The first night stop over was at the Western Hotel in Hughenden. It was like something from 1970 with very dated decor. We had dinner in the bar and I have to say the locals were a very strange looking bunch of fellas!!
Day 2 we got up early to watch the sunrise..then we had a complete change of landscape. The flat black soil plans.
Our first destination today was Winton, the birthplace of Australia's unofficial national anthem, Waltzing Matilda! It is also the place where Quanta airline was started. A small group of men met in a club to form the company in 1920.
We had a BBQ for lunch at a Cattle station. In the afternoon we visited one of Australia's oldest outback pubs.The Middleton pub started business in 1876.The population there is 6!!!!
It had a great atmosphere and we could have stayed there chatting for ages, but we had to hit the road!

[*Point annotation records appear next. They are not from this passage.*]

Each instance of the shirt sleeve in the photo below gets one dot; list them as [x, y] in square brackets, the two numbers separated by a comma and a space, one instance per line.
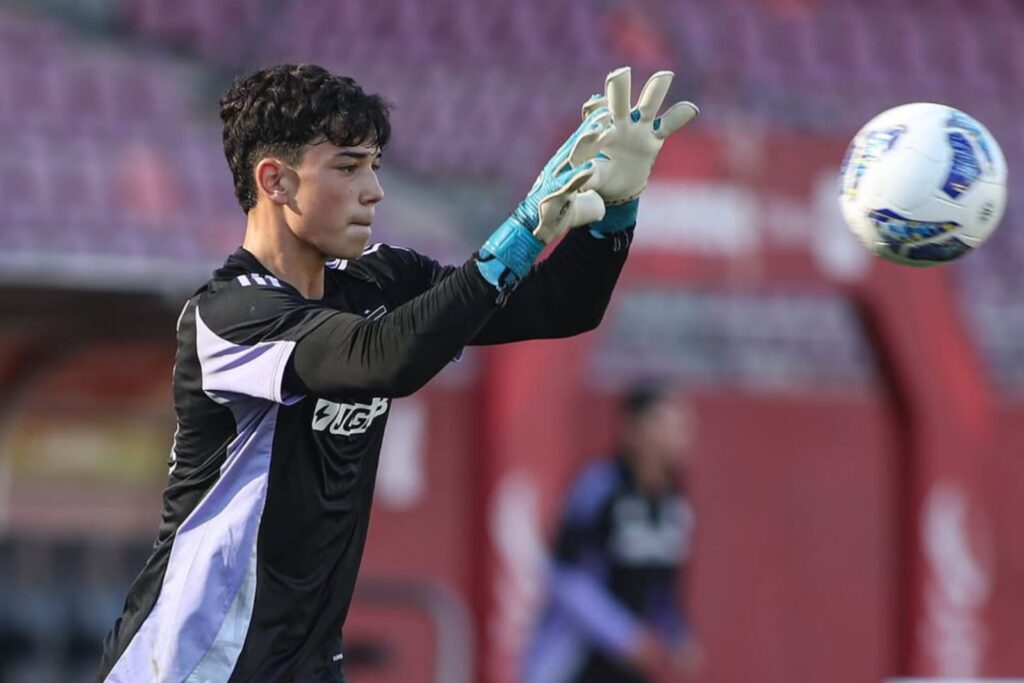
[563, 295]
[396, 353]
[245, 337]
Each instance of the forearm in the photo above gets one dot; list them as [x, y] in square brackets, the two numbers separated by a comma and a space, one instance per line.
[397, 353]
[565, 294]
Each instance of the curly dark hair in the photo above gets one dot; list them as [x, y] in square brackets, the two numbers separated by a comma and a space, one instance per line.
[278, 111]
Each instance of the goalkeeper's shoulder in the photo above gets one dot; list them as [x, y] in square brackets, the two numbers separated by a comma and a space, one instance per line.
[388, 266]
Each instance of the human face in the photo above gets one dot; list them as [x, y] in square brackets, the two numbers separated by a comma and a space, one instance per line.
[663, 434]
[335, 198]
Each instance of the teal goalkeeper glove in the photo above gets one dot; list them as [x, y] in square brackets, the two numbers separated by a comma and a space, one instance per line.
[626, 152]
[556, 203]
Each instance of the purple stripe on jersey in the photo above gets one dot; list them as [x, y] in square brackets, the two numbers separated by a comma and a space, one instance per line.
[255, 370]
[200, 620]
[557, 652]
[598, 613]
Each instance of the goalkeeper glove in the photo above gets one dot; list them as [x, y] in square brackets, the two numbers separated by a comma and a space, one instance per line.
[626, 152]
[556, 203]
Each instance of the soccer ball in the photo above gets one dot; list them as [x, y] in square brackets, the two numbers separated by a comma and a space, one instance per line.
[923, 184]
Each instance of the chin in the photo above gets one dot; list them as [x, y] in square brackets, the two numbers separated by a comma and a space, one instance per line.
[355, 241]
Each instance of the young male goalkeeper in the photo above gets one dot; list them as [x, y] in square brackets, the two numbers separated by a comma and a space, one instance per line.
[288, 359]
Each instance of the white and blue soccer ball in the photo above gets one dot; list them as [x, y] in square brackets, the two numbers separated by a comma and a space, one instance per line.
[923, 184]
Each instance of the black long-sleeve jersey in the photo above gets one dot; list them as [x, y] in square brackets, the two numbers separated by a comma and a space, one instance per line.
[281, 404]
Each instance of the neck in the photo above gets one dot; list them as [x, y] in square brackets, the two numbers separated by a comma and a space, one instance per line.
[287, 257]
[651, 476]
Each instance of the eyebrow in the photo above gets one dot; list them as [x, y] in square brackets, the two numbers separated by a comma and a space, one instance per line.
[358, 155]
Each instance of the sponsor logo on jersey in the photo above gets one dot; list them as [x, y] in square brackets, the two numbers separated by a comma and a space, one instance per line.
[347, 419]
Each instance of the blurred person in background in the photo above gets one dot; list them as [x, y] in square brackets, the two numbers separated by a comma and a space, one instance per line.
[288, 360]
[612, 612]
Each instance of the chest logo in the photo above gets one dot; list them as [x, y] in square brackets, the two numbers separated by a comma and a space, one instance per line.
[347, 419]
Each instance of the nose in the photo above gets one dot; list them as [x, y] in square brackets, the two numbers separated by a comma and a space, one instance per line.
[373, 193]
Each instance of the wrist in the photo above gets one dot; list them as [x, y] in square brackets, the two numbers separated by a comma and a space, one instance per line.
[508, 255]
[617, 217]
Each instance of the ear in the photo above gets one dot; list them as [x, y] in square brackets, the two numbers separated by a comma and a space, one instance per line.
[275, 180]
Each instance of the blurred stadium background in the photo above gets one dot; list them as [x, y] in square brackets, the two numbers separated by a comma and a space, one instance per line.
[860, 451]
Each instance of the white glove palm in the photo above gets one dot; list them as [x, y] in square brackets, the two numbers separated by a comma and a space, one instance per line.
[626, 151]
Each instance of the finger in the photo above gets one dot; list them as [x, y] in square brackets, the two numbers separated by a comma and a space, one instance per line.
[601, 170]
[595, 102]
[599, 118]
[585, 148]
[616, 88]
[653, 94]
[678, 116]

Our overnight accommodation was at Wirrelyerna station.
An authentic sheep/cattle station. We had a great meal prepared over a campfire and we sat around the campfire under the stars chatting for a long time.

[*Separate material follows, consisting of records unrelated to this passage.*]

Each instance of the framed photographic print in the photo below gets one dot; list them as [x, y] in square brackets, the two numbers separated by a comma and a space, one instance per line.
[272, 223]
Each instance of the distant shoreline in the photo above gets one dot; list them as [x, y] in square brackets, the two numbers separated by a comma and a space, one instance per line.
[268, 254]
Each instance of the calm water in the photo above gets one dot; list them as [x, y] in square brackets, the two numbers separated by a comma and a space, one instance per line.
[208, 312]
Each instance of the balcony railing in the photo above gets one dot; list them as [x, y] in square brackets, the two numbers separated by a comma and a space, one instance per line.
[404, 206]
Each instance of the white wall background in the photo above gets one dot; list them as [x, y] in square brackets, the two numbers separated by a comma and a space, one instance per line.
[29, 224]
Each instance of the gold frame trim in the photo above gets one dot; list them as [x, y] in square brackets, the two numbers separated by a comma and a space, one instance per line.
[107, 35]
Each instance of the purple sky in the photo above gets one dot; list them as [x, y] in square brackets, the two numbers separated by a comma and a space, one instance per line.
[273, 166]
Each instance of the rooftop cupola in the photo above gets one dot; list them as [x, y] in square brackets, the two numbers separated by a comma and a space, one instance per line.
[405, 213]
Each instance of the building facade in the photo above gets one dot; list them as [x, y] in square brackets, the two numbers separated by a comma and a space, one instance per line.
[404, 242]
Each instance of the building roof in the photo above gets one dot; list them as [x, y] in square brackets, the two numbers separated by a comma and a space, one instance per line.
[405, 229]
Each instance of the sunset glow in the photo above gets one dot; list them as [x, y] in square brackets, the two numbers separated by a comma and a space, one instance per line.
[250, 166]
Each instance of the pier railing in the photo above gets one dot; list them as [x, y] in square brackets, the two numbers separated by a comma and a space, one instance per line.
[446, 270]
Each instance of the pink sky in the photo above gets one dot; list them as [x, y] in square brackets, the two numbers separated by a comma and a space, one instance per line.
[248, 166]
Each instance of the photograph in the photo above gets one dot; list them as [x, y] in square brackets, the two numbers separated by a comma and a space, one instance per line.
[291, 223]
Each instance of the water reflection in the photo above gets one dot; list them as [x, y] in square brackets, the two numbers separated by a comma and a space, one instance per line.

Another very early start to the day and another breathtakingly beautiful sunrise. We had 800km to do today from Boulia to Alice Springs. Everything was fine and dandy for the first few hours. Then we stopped for one of our toilet breaks.(Which literally meant boys to the right of the bus and girls to the left.We had to find a bush to wee behind or just crouch down and pee in the middle of nowhere. It took us all some time before we got used to it.But there was no choice!!)

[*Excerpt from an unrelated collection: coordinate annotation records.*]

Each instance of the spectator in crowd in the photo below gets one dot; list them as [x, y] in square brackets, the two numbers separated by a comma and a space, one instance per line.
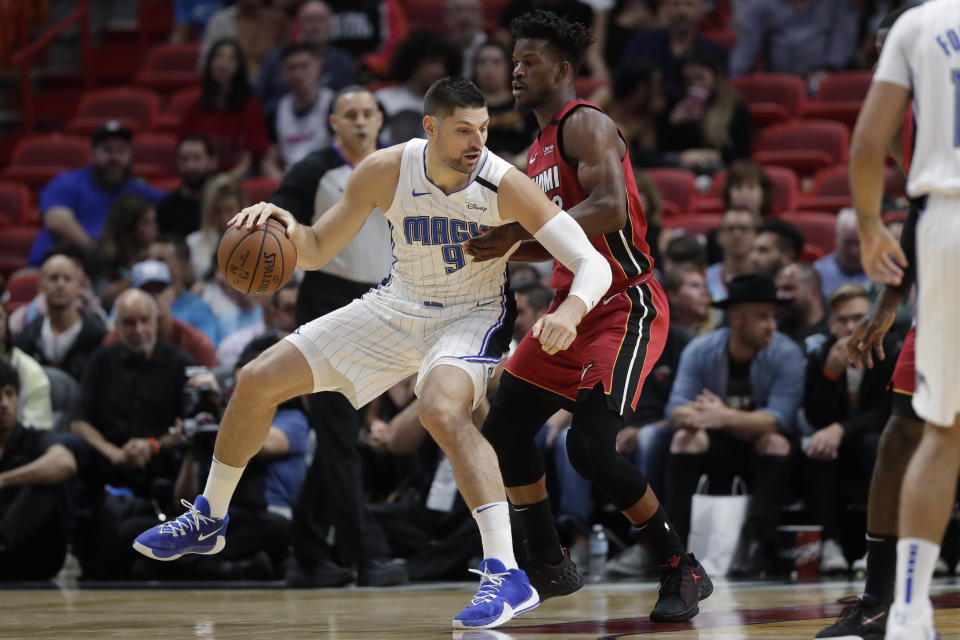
[748, 187]
[35, 408]
[843, 265]
[187, 306]
[256, 26]
[509, 133]
[33, 512]
[733, 405]
[190, 18]
[651, 202]
[130, 229]
[227, 112]
[153, 277]
[777, 244]
[636, 104]
[686, 289]
[419, 61]
[222, 199]
[684, 249]
[312, 27]
[278, 318]
[464, 20]
[737, 231]
[667, 46]
[131, 395]
[810, 39]
[75, 203]
[847, 407]
[709, 126]
[67, 334]
[179, 212]
[626, 18]
[802, 318]
[369, 30]
[299, 123]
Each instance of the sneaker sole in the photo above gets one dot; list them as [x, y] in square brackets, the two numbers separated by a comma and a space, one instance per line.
[147, 551]
[506, 615]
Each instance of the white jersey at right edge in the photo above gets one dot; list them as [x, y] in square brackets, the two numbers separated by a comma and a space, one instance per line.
[922, 53]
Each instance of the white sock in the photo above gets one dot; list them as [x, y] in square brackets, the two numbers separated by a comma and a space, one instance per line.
[493, 519]
[221, 484]
[916, 560]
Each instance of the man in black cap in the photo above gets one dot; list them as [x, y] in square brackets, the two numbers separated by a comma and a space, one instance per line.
[75, 203]
[733, 405]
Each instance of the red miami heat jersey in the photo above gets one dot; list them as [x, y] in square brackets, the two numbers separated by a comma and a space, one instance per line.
[626, 250]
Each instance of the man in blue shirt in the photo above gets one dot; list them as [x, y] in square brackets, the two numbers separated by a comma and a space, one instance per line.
[75, 203]
[733, 404]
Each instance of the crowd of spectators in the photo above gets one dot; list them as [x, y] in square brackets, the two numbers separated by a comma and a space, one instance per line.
[113, 377]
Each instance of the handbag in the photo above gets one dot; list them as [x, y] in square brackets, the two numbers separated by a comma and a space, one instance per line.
[715, 525]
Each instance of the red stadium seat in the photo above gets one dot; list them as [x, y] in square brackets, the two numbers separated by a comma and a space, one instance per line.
[169, 120]
[136, 109]
[696, 224]
[840, 97]
[23, 287]
[830, 190]
[771, 97]
[819, 229]
[804, 145]
[37, 159]
[169, 67]
[154, 155]
[259, 189]
[15, 245]
[675, 185]
[786, 189]
[16, 204]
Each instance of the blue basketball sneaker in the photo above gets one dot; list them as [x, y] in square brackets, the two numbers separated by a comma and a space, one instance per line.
[196, 531]
[502, 595]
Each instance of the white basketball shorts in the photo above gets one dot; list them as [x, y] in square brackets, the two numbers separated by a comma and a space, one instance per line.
[937, 396]
[384, 338]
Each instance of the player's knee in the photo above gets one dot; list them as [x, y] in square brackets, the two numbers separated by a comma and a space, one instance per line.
[772, 444]
[689, 442]
[899, 439]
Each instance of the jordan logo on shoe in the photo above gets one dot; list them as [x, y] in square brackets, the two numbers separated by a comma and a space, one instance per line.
[204, 537]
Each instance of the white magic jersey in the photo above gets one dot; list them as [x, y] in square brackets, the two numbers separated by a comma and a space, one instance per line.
[429, 228]
[922, 53]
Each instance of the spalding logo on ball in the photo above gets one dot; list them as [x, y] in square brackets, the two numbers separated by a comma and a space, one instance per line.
[257, 261]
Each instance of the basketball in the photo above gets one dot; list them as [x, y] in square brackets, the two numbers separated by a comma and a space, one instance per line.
[257, 261]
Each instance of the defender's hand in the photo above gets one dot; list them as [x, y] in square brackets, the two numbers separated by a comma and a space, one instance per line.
[881, 255]
[494, 243]
[258, 214]
[867, 339]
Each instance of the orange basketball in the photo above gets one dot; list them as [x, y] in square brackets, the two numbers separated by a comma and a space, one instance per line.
[257, 261]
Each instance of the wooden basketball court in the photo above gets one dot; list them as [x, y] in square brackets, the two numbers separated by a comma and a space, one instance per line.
[602, 612]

Anyway this particular stop ended up being longer than usual. Alan informed us that the bus was overheating and something in the engine had blown and we needed to be towed!! It was scortching hot and many of the group were on other trips and flights the next day, so everyone was very anxious about whether we would make it to Alice springs that night.(I was ok because I had given myself a couple of extra days in Alice springs before my next trip)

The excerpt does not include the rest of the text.